Rêve d'un système de santé qui émanciperait et redonnerait dignité et parole à des sujets armés pour comprendre et exiger — réalité des corps « saturés de discours » et dépendants de médecins paternalistes. Devenir les consommateurs d'une médecine clinique qui délivre des droits sur ordonnance et oblitère la parole. « Combien de fois allons-nous chez le médecin en nous sentant malades, et repartons-nous, après que notre mal a été diagnostiqué comme “psychosomatique”, en nous sentant folles ? » Mens sana in corpore sano. De l'être sain à l'être safe, prison de la santé rêvée comme idéale et vécue comme système d'oppression. Femme, faible, folle, forte, castratrice, trop carriériste, trop maternelle, névrotique, infantile. Féminité posée comme problème, vie biologique féminine soignée comme une maladie. Nouvelle exploration historique. Au début du 20e siècle, les autrices déchiffrent une idéologie sexiste qui se modifie selon l'origine sociale des femmes. Fragiles femmes aisées, et faiblesse intrinsèque à la nature féminine contre ouvrières contagieuses, robustes génitrices porteuses de germes pathogènes. Double discours, double pensée : de la malléabilité des théories scientifiques. 

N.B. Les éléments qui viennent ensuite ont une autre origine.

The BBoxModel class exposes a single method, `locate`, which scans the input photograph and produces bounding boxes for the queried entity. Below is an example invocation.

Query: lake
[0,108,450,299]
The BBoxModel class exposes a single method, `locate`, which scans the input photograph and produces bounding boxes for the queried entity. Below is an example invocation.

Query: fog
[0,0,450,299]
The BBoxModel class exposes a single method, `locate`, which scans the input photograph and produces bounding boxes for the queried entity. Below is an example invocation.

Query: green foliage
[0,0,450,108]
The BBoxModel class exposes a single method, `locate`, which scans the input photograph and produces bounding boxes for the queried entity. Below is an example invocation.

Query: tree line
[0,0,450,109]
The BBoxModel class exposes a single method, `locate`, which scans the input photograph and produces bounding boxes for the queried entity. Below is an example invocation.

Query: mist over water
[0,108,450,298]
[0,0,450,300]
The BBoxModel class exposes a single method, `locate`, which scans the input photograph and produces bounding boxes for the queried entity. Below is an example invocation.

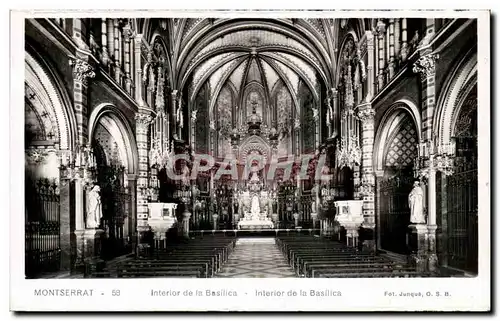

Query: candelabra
[59,146,97,185]
[415,141,455,179]
[337,136,361,169]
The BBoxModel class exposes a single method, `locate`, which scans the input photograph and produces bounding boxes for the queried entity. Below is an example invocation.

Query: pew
[276,235,421,278]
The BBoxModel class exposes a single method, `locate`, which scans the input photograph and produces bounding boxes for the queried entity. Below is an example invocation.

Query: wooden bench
[117,265,204,278]
[117,260,212,278]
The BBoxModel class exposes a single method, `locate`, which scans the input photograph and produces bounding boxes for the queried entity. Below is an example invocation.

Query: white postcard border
[9,10,491,311]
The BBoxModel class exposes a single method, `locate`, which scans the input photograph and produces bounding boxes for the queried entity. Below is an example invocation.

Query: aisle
[215,237,296,278]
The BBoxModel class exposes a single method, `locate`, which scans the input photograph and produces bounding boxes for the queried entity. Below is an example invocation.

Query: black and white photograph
[11,11,490,309]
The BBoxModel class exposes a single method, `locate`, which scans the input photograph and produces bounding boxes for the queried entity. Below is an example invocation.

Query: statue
[250,195,260,220]
[408,181,425,224]
[86,185,102,228]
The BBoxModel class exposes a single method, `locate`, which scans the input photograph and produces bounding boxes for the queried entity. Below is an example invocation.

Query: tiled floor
[216,237,296,278]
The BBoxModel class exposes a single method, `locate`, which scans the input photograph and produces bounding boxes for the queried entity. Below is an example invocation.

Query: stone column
[59,177,72,271]
[72,18,89,51]
[212,213,219,231]
[408,224,427,273]
[332,88,340,137]
[69,55,95,146]
[358,103,375,251]
[135,110,153,232]
[365,31,375,102]
[101,19,109,67]
[170,90,179,139]
[413,52,439,272]
[401,18,409,61]
[106,19,115,75]
[128,174,138,253]
[389,19,396,79]
[134,34,145,106]
[375,171,384,249]
[113,19,122,86]
[377,20,385,91]
[394,18,401,60]
[182,210,191,238]
[123,25,132,94]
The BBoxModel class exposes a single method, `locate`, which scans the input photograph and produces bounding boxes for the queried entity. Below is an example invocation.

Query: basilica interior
[24,17,478,278]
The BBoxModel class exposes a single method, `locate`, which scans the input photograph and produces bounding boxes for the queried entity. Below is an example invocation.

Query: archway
[89,105,138,259]
[24,49,76,278]
[375,103,419,255]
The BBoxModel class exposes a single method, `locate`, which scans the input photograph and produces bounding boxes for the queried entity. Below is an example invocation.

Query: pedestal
[344,224,359,248]
[293,213,299,228]
[408,224,428,272]
[182,210,191,238]
[212,214,219,231]
[427,225,438,273]
[75,229,104,276]
[311,213,318,230]
[361,222,377,253]
[334,200,364,247]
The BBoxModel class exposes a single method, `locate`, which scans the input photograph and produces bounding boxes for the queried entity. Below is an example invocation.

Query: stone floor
[215,237,296,278]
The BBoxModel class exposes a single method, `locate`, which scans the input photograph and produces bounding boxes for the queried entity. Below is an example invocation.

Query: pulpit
[334,200,364,247]
[148,203,177,245]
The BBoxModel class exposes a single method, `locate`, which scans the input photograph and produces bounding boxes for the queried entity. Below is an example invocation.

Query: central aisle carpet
[215,237,296,278]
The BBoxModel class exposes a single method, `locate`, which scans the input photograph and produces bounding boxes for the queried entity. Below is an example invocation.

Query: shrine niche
[275,81,295,157]
[239,83,268,127]
[379,113,418,254]
[299,81,318,154]
[215,86,233,158]
[437,86,478,273]
[191,85,210,154]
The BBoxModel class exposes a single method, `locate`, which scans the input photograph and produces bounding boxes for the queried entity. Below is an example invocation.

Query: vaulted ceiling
[138,17,372,112]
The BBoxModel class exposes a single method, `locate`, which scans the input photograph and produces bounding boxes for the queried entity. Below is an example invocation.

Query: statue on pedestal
[85,185,102,229]
[408,181,425,224]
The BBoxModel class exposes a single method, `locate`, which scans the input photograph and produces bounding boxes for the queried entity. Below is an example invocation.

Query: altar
[238,166,274,230]
[238,195,274,230]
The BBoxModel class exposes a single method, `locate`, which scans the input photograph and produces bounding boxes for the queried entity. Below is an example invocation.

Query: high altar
[238,171,274,229]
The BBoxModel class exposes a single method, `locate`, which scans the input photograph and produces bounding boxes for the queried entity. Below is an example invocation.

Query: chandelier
[59,145,97,184]
[337,63,361,169]
[415,140,456,179]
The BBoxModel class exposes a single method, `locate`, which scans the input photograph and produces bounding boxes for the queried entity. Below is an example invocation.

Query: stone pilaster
[365,31,375,102]
[135,110,153,230]
[101,19,109,67]
[170,90,180,139]
[358,103,375,250]
[413,48,439,272]
[69,56,95,146]
[408,224,428,273]
[389,19,396,79]
[123,25,133,95]
[72,18,89,51]
[413,53,439,142]
[377,20,385,91]
[113,19,122,86]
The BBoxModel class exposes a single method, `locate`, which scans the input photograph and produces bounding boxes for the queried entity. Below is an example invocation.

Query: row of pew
[276,235,424,278]
[88,235,236,278]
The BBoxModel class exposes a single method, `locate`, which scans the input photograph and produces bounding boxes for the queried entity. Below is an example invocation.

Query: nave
[85,231,443,278]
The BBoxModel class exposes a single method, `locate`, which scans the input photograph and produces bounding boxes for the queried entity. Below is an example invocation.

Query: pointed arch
[432,47,477,145]
[373,99,422,171]
[88,103,139,174]
[24,45,77,150]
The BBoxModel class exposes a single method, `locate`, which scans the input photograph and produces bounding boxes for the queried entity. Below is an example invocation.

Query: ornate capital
[376,19,385,37]
[413,54,439,79]
[135,113,153,126]
[293,118,300,129]
[358,108,375,123]
[26,149,49,165]
[69,58,95,85]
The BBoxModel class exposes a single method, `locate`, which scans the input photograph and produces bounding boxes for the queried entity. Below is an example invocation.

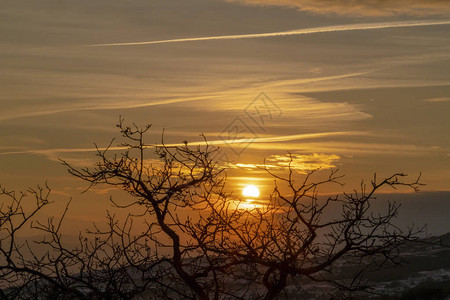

"Sunbonnet twins at church." The New York Public Library Digital Collections.
« Si l'on veut que la femme remplisse pleinement son rôle de mère, elle ne peut pas disposer du même cerveau que l'homme. Si les capacités des femmes se développaient autant que celles des hommes, leurs organes maternels en pâtiraient, et nous serions confrontés à un être hybride repoussant et inutile. » (De la débilité mentale physiologique chez la femme, P. Möbius.)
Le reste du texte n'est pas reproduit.